Eu queria dizer a ele que sentiria falta dele, que queria que ele passasse a noite comigo, mas em vez disso apenas assenti.

– Eu tenho uma tarefa para terminar e enviar até segunda-feira, então eu queria começar cedo amanhã, e então talvez ver você à noite?

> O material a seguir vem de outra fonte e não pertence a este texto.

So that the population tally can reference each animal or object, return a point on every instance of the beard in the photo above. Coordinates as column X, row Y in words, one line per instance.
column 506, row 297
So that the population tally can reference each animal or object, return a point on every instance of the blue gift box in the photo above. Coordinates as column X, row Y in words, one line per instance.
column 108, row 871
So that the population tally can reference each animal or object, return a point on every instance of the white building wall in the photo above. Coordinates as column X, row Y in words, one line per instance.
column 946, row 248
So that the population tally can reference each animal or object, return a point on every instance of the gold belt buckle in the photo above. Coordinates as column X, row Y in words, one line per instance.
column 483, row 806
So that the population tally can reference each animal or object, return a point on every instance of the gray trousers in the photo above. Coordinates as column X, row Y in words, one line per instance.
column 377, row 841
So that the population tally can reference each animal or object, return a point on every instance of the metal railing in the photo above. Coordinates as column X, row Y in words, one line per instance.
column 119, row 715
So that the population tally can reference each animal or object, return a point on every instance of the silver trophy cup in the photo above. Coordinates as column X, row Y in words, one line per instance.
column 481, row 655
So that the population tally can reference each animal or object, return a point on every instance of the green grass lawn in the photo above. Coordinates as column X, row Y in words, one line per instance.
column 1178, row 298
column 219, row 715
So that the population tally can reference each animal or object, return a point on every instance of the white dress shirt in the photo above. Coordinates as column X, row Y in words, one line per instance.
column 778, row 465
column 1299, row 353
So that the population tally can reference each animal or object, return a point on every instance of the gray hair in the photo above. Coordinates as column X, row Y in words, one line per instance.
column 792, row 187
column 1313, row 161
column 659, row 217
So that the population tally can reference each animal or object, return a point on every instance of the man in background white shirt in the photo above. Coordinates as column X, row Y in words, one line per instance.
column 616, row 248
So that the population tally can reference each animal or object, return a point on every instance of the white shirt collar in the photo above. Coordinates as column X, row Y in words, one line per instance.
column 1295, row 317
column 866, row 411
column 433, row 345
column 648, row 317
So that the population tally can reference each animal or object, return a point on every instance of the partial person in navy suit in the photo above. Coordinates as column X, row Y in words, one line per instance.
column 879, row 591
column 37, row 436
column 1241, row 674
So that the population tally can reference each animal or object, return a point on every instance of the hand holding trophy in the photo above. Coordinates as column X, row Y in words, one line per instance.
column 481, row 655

– Ok. Me escreva quando terminar o dia e descobriremos
algo.

Eu não queria parecer tão indiferente, mas a rejeição de Taehyung em me seguir até o meu lugar doía. Foi porque ele me viu mancando? Ele pensava menos de mim agora?
Eu sabia que as vozes na minha cabeça que me diziam que eu era inútil, um aleijado, alguém que ninguém poderia querer, não eram reais. E, no entanto, a dúvida persistia em mim quando eu menos esperava.

Taehyung fechou a porta e o carro se afastou do meio-fio, deixando-o para trás. Eu não me virei. Eu estava muito ocupado lutando contra meus demônios.